If this seems a bit overwhelming, bear in mind that you may have made half these decisions already. When most people decide to start composting, they’re talking about an outdoor bin, and whether they know the term or not, they want an aerobic process, since it’s quick and odorless. If you start off wanting a hot pile, all the other choices are already made: it’s going to be an outdoor, aerobic, batch system. (There are kitchen composters for indoor hot composting.)

Each of the options is outlined in the page on Composting Types, along with links to pages with more information. At the end of that page there’s a graph that lets you see how the different criteria match up with each other. Consult it to see if a hot system can be operated indoors or outdoors, if it involves aerobic or anaerobic bacteria and if it requires a batch or a continuous system.

Once those basic decisions are made, it’s time to get more specific. Suppose you’ve decided to compost outside. Do you want to build a pile, or bury your waste in the garden? If you have primarily kitchen waste and grass clippings to dispose of, perhaps an anaerobic digester would be best. If you’re in an apartment and you’re looking for a way to dispose of kitchen waste, you’ll want to check out the various indoor systems.
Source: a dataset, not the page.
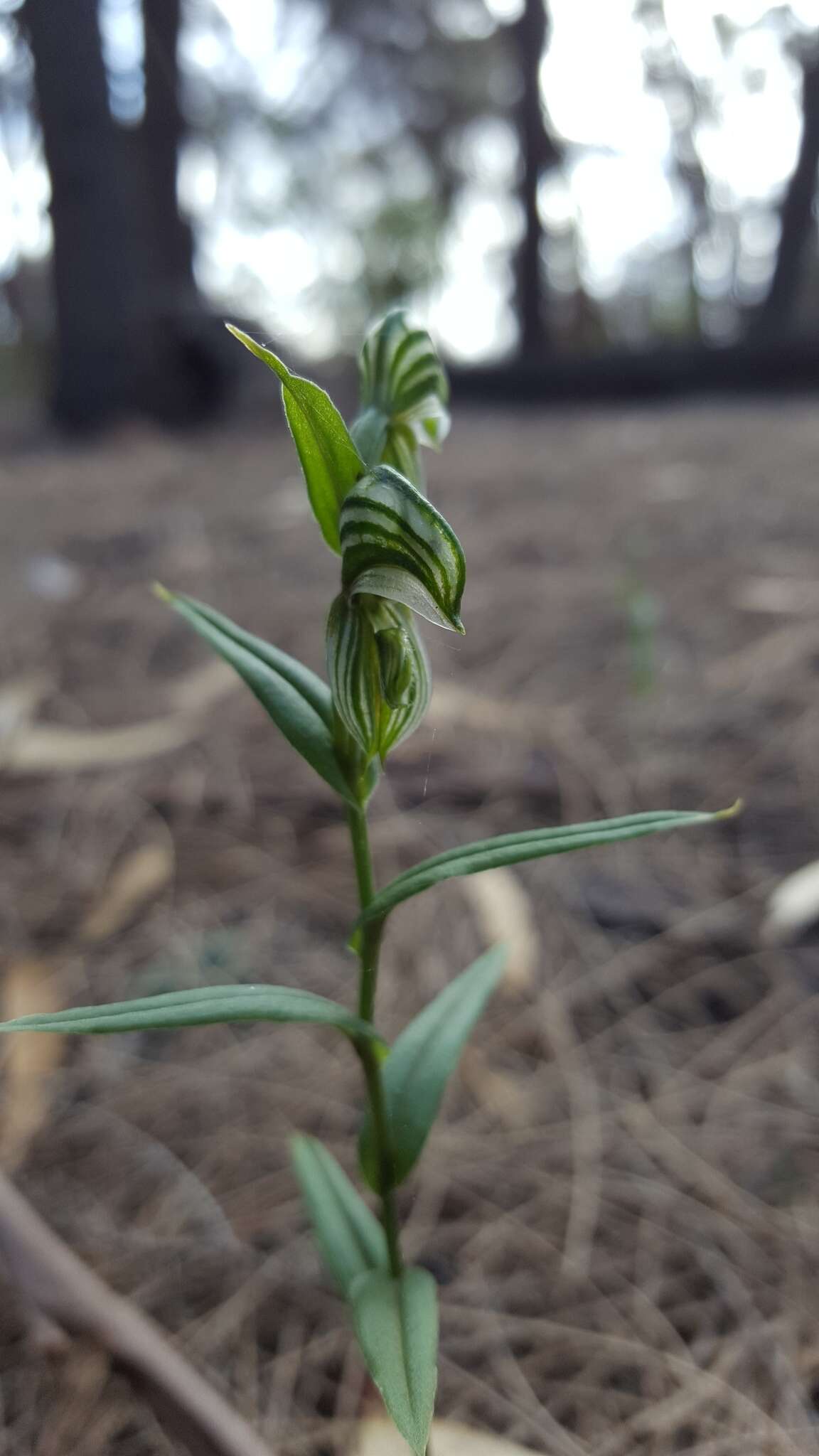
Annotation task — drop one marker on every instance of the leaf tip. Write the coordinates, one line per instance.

The Composting Systems page gives an overview of each of these possibilities; each is discussed in more detail on the pages devoted to Building A Compost Pile, Compost Digesters, and Kitchen Composting.
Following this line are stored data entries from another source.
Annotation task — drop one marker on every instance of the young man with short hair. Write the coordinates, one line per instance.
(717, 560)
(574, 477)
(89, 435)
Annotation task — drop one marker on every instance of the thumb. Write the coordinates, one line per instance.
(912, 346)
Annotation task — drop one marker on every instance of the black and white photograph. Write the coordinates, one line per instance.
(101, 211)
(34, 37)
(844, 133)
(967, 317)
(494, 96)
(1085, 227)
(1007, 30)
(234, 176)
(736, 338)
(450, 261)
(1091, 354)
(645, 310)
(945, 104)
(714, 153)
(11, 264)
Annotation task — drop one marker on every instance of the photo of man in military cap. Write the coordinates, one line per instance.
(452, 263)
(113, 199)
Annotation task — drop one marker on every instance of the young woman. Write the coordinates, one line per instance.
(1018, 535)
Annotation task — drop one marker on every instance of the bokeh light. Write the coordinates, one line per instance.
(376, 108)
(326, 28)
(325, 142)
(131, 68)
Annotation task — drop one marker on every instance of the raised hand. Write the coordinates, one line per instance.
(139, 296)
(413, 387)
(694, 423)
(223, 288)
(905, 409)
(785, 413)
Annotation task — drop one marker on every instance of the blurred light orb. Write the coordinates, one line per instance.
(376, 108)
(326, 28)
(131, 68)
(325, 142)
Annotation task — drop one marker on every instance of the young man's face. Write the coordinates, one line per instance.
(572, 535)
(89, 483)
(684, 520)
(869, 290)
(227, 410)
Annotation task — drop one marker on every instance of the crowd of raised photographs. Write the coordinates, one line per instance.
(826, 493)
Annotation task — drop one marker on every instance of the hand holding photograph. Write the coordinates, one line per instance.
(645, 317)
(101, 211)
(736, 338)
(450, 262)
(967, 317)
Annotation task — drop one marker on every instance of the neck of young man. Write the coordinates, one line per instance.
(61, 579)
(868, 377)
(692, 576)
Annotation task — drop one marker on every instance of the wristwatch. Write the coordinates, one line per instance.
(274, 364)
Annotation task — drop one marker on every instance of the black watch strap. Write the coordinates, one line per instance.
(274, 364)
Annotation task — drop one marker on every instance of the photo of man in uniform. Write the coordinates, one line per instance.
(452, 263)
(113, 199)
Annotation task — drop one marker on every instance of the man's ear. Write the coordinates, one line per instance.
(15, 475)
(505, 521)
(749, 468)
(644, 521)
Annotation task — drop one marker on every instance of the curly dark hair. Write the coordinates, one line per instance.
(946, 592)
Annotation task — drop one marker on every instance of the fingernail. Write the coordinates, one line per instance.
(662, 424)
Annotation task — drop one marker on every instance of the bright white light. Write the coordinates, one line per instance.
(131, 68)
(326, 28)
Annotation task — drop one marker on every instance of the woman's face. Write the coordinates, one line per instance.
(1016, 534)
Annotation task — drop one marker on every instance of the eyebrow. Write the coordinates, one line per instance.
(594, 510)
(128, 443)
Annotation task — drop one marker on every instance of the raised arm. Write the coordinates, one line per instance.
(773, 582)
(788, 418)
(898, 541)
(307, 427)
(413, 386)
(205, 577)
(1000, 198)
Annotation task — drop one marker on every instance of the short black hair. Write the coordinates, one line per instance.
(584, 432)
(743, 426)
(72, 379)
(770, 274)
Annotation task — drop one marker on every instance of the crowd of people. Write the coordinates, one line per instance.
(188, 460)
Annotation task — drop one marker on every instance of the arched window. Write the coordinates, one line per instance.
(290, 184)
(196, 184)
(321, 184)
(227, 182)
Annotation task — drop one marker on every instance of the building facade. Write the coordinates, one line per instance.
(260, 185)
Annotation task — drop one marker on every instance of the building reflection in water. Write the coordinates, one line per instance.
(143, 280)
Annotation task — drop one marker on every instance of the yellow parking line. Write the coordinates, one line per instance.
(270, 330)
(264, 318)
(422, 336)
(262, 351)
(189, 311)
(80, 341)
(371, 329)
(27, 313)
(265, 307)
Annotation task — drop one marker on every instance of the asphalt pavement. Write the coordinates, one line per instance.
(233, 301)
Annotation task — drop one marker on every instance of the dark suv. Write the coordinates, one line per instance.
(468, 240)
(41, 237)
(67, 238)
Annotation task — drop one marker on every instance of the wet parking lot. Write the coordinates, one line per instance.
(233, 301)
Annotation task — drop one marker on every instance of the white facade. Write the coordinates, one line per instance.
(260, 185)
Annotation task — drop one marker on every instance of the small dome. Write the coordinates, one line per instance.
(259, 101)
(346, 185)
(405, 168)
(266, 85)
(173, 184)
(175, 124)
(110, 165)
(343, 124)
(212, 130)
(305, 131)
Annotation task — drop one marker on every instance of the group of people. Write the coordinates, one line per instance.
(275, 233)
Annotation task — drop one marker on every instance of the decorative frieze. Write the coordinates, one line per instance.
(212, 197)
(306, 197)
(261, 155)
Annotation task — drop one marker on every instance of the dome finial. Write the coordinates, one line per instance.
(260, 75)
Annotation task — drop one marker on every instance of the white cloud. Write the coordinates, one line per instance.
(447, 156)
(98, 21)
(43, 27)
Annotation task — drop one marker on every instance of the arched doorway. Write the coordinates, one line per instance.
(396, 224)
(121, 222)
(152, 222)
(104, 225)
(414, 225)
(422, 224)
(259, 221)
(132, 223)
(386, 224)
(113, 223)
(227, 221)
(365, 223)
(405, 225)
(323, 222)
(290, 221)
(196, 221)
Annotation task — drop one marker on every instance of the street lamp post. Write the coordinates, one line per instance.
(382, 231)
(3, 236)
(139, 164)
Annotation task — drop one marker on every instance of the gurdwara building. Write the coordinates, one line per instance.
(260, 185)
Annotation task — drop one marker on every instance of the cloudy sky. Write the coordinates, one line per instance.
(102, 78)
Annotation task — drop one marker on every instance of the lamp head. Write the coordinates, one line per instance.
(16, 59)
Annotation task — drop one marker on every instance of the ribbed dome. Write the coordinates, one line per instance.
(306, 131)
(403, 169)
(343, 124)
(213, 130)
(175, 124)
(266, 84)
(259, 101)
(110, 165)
Benefits of Adding Compost to Your Garden

  • improves soil structure in all soils, and therefore
  • improves water retention in loose, sandy soils;
  • improves drainage in heavy, clayey soils;
  • prevents the soil surface from crusting, easing the emergence of seedlings;
  • resists compaction, making it easier for roots to penetrate the soil;
  • helps balance pH, making alkaline soils more acidic and acidic soils more alkaline;
  • provides a good environment for the microbes, earthworms, and insects that break down soil constituents into plant nutrients;
  • nourishes microbes that protect against some plant diseases;
  • reduces the need for other soil amendments and for fertilizer;
  • provides many micro-nutrients and low levels of macronutrients;
  • raises the cation exchange capacity (CEC) of soil, which means that it also
  • improves the soil’s retention of nutrients, thus increasing the amount of time they are available to plants;
  • slows the leaching of nutrients, thus preventing them from reaching and polluting water;
  • encourages healthy plants, thus reducing the need for pesticides and fungicides.
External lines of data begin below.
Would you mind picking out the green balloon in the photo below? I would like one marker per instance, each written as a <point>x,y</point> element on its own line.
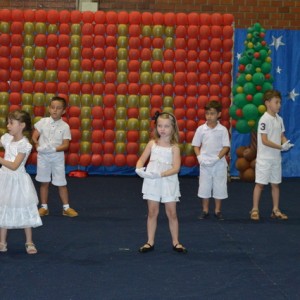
<point>244,60</point>
<point>258,99</point>
<point>242,126</point>
<point>250,112</point>
<point>249,88</point>
<point>249,69</point>
<point>263,54</point>
<point>266,67</point>
<point>232,112</point>
<point>267,86</point>
<point>240,100</point>
<point>241,80</point>
<point>258,78</point>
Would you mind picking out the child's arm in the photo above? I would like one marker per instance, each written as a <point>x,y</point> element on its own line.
<point>143,158</point>
<point>64,146</point>
<point>176,163</point>
<point>223,152</point>
<point>35,138</point>
<point>197,150</point>
<point>268,143</point>
<point>13,165</point>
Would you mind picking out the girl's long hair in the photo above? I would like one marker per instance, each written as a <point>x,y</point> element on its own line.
<point>175,131</point>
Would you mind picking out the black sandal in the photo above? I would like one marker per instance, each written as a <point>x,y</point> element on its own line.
<point>146,248</point>
<point>179,248</point>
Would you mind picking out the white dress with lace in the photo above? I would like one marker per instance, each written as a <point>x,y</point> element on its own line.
<point>18,198</point>
<point>164,188</point>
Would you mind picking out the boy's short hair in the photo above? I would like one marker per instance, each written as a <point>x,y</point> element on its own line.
<point>268,95</point>
<point>213,104</point>
<point>60,99</point>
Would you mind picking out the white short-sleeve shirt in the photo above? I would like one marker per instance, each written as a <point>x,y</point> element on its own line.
<point>52,132</point>
<point>211,140</point>
<point>273,127</point>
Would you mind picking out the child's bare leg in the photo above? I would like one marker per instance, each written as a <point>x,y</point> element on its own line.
<point>44,191</point>
<point>153,211</point>
<point>205,205</point>
<point>170,208</point>
<point>218,205</point>
<point>256,195</point>
<point>64,195</point>
<point>275,196</point>
<point>28,235</point>
<point>3,235</point>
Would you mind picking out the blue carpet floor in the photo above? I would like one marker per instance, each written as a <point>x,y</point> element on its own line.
<point>94,256</point>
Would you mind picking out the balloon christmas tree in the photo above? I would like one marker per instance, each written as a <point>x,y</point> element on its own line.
<point>253,79</point>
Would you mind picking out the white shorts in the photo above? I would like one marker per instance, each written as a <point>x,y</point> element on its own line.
<point>157,198</point>
<point>213,182</point>
<point>51,166</point>
<point>268,171</point>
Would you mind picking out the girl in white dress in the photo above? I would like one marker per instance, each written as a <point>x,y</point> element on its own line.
<point>18,201</point>
<point>161,182</point>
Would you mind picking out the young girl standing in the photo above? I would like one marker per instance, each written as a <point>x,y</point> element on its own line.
<point>161,182</point>
<point>18,201</point>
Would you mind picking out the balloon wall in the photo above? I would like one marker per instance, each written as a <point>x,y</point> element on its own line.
<point>115,69</point>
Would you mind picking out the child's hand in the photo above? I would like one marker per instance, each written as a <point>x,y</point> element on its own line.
<point>286,146</point>
<point>199,159</point>
<point>46,149</point>
<point>210,162</point>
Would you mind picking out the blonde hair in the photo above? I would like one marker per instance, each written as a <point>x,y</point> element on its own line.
<point>21,116</point>
<point>175,132</point>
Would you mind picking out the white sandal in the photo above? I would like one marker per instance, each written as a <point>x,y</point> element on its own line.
<point>3,247</point>
<point>30,248</point>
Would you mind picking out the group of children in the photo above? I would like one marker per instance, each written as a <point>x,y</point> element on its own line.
<point>18,203</point>
<point>158,165</point>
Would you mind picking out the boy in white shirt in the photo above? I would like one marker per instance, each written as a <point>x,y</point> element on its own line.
<point>52,137</point>
<point>270,142</point>
<point>211,144</point>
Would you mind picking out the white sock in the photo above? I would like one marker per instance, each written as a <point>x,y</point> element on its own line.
<point>66,206</point>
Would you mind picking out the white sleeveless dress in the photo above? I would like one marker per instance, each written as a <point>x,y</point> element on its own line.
<point>18,197</point>
<point>165,188</point>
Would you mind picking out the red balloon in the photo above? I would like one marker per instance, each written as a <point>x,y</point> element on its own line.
<point>109,147</point>
<point>131,160</point>
<point>123,17</point>
<point>147,18</point>
<point>100,17</point>
<point>170,19</point>
<point>97,136</point>
<point>217,19</point>
<point>158,18</point>
<point>85,159</point>
<point>111,17</point>
<point>96,160</point>
<point>181,19</point>
<point>53,16</point>
<point>120,160</point>
<point>73,159</point>
<point>17,15</point>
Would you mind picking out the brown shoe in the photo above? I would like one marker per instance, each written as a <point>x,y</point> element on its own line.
<point>70,212</point>
<point>43,212</point>
<point>277,214</point>
<point>254,215</point>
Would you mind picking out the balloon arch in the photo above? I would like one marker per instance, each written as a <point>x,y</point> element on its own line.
<point>115,69</point>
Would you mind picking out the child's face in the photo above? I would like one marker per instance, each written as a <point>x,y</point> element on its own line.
<point>212,116</point>
<point>15,127</point>
<point>164,127</point>
<point>273,105</point>
<point>56,110</point>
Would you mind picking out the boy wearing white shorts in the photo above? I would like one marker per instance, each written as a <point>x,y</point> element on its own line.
<point>52,137</point>
<point>270,142</point>
<point>211,144</point>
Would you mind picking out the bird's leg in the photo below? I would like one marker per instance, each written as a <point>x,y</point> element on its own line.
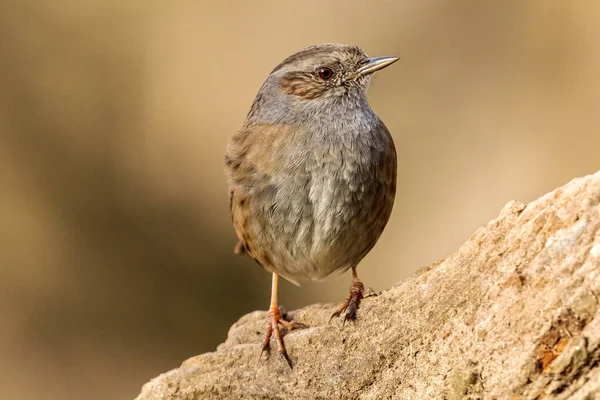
<point>276,319</point>
<point>352,302</point>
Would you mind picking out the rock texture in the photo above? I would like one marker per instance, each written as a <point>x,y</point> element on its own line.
<point>513,314</point>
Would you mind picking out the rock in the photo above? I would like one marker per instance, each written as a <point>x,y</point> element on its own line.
<point>513,314</point>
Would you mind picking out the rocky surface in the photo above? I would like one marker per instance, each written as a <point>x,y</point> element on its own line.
<point>513,314</point>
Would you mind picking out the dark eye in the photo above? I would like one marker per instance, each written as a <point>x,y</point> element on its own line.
<point>325,73</point>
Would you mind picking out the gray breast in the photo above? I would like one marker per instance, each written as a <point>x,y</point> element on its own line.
<point>330,205</point>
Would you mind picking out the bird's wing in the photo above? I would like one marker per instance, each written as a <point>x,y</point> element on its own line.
<point>254,156</point>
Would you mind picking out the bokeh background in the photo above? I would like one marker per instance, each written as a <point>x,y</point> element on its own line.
<point>116,256</point>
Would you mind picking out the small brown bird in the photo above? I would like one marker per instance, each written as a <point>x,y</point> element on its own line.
<point>312,173</point>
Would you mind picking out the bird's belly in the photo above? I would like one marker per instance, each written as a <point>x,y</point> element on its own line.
<point>329,223</point>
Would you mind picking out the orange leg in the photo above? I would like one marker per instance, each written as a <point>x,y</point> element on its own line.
<point>276,319</point>
<point>352,302</point>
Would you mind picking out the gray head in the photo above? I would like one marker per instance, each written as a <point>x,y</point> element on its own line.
<point>316,79</point>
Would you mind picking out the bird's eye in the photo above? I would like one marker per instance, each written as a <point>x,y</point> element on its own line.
<point>325,73</point>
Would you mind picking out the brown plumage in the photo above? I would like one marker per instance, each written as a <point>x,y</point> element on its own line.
<point>312,174</point>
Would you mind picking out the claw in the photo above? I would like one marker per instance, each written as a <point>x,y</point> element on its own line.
<point>351,303</point>
<point>276,319</point>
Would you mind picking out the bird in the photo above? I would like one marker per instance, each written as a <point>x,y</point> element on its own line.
<point>312,174</point>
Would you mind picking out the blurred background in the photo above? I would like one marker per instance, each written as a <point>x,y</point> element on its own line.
<point>115,238</point>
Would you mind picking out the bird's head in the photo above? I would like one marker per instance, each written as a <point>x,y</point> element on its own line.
<point>323,79</point>
<point>327,70</point>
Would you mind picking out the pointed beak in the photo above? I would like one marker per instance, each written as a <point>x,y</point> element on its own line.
<point>370,65</point>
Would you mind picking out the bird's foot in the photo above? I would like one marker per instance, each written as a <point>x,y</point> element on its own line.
<point>278,316</point>
<point>352,302</point>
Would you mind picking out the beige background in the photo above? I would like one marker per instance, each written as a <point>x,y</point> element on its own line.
<point>115,238</point>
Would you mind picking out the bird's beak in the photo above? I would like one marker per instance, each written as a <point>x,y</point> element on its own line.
<point>370,65</point>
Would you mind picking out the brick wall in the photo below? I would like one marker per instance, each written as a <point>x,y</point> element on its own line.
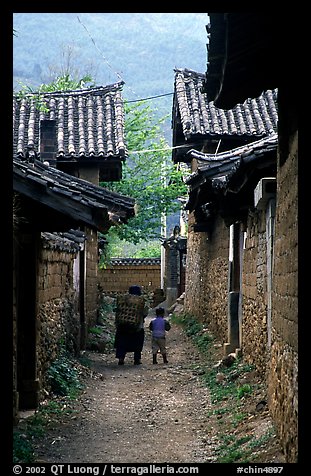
<point>254,293</point>
<point>91,285</point>
<point>123,273</point>
<point>57,318</point>
<point>283,372</point>
<point>206,293</point>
Benefits to the Environment

  • reduces the amount of garbage in landfills, and therefore
  • reduces the greenhouse gases produced by hauling garbage;
  • reduces the amount of methane produced by landfills;
  • helps prevent runoff and soil erosion;
  • helps remediate (decontaminate) polluted soils, binding some contaminates in the soil and increasing plant uptake by others, allowing their removal from contaminated sites;
  • reduces the need for environmentally damaging pesticides and fertilizers.